“BIG QUIT” CONTINUES AS EMPLOYERS STRUGGLE TO FILL JOBS

About 4.3 million Americans quit their jobs in January, the eighth consecutive month in which resignations topped four million, the U.S. labor department reported.
The number dipped slightly from December’s 4.4 million and November’s record 4.5 million, but remains near a record level.
Monthly quits before the COVID era averaged about 3.5 million, Business Insider reported, putting January’s level 20 percent above that norm.
Also in January, employers posted 11.3 million open jobs, the department said.
Transport, utilities, and warehousing added 132,000 workers; businesses in lodging and food service picked up 288,000 new employees but 781,000 left.
About 717,000 retail workers clocked out in January and business services saw 697,000 workers put in their papers.
The number of open jobs rose in manufacturing and in the service sector generally.
However, most people are not leaving their jobs to retire, stay home with children, or follow their bliss, chief economist Jeffrey Roach at LPL Financial told The New York Times.
“People are staying within their industry” but landing jobs with better compensation, he noted. “We’ll continue to see really high churn rates.”
Workers’ search for greener pastures will continue to drive wages higher, helping workers make up for lost income during the COVID War but pushing costs higher still for businesses, the NYT said. 
Employers are “very concerned” about steadily climbing wages, Steven Wyett, chief investment officer at Oklahoma’s BOK Financial, said in an NYT interview.
“What does it mean to their margins,” he said. “What kind of pricing power do [employees] have?”
Employers wonder, “‘How do we protect ourselves against this?’,” Wyett said.
Workers who leave one job to take another receive larger pay boosts than employees who stay where they are, the Federal Reserve Bank of Atlanta reported.
Much of the job-switching is in lower-paid industries, such as restaurant work or hotel services, the NYT noted.
Although wages grew again in January, initial February data showed pay flattening for the month, with pay rising only a penny from the previous month (see related story in this issue).
Also, wage gains in recent months have averaged 3 to 7 percent, a typical annual boost that prevailed from the 1980s to the beginning of the Great Recession in 2007, according to data from the U.S. Federal Reserve.
A large proportion of workers leaving their jobs cited low pay, little chance of advancement, and feeling a lack of respect, quitters told a survey this month by the Pew Research Center.
TRENDPOST: Have the serfs of Slavelandia had enough?
As noted in the TRENDS-EYE VIEW section of this week’s Trends Journal and previous issues, the general workforce is no longer willing to settle for menial work at unlivable wages with no chance for growth. 
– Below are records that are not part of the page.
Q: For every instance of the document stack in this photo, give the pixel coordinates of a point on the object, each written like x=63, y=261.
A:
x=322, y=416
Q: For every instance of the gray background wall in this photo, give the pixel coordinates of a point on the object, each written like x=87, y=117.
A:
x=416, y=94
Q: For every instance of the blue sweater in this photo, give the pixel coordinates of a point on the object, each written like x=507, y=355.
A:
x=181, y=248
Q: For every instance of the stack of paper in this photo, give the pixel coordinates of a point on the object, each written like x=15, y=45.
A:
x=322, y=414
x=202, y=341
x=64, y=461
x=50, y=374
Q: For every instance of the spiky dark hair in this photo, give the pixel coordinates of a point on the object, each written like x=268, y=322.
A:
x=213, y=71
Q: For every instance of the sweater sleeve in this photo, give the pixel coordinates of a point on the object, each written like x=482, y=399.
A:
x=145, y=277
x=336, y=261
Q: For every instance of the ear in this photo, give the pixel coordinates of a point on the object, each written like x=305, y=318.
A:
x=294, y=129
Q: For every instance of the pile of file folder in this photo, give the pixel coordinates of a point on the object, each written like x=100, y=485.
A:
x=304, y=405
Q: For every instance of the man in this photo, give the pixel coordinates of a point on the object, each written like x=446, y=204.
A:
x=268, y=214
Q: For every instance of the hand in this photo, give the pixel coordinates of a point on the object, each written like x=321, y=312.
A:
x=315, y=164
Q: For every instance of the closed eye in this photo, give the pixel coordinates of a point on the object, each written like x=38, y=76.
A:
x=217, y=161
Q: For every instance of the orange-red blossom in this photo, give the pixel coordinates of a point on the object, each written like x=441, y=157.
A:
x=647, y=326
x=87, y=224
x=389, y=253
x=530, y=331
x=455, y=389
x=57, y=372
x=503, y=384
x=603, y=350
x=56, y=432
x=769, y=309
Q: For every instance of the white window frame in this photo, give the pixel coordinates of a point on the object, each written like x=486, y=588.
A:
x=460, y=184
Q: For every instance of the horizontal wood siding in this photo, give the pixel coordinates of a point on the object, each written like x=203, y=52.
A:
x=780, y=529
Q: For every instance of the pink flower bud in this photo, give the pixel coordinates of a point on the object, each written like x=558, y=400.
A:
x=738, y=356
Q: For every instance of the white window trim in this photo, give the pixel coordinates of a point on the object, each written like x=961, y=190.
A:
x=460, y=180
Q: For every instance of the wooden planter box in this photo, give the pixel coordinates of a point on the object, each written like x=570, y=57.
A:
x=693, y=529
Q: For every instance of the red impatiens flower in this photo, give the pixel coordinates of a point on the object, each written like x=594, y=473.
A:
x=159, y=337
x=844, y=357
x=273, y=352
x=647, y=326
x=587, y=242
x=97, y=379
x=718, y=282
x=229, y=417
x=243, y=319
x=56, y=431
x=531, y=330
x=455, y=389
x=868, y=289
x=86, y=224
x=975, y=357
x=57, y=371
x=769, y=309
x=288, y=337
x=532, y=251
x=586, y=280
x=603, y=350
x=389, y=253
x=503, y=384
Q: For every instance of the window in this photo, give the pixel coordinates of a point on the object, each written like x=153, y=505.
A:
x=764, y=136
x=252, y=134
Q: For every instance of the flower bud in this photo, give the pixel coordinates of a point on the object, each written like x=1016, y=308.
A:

Now they are unionizing and reclaiming their power, as we have documented in “Starbucks Store to Unionize: A Top Trend for 2022?” (14 Dec 2021), “Activision Studio Group Will Form a Union, Solidifying Trends Journal Forecast” (25 Jan 2022), “Politico Journalists Form a Union, a Trend of the Times” (2 Nov 2021), and “REI: Unionization Trend Expands as Forecast” (1 Feb 2022).
Salaried workers also are using their leverage in a tight labor market, particularly in their demands to continue working from home, as we report in “Remote Work is Bottom Line for Third of Salaried Workers” in this issue.
TREND FORECAST: The U.S. labor market has tightened and 11 million open jobs were posted last month. Workers’ newfound leverage will remain strong for the foreseeable future.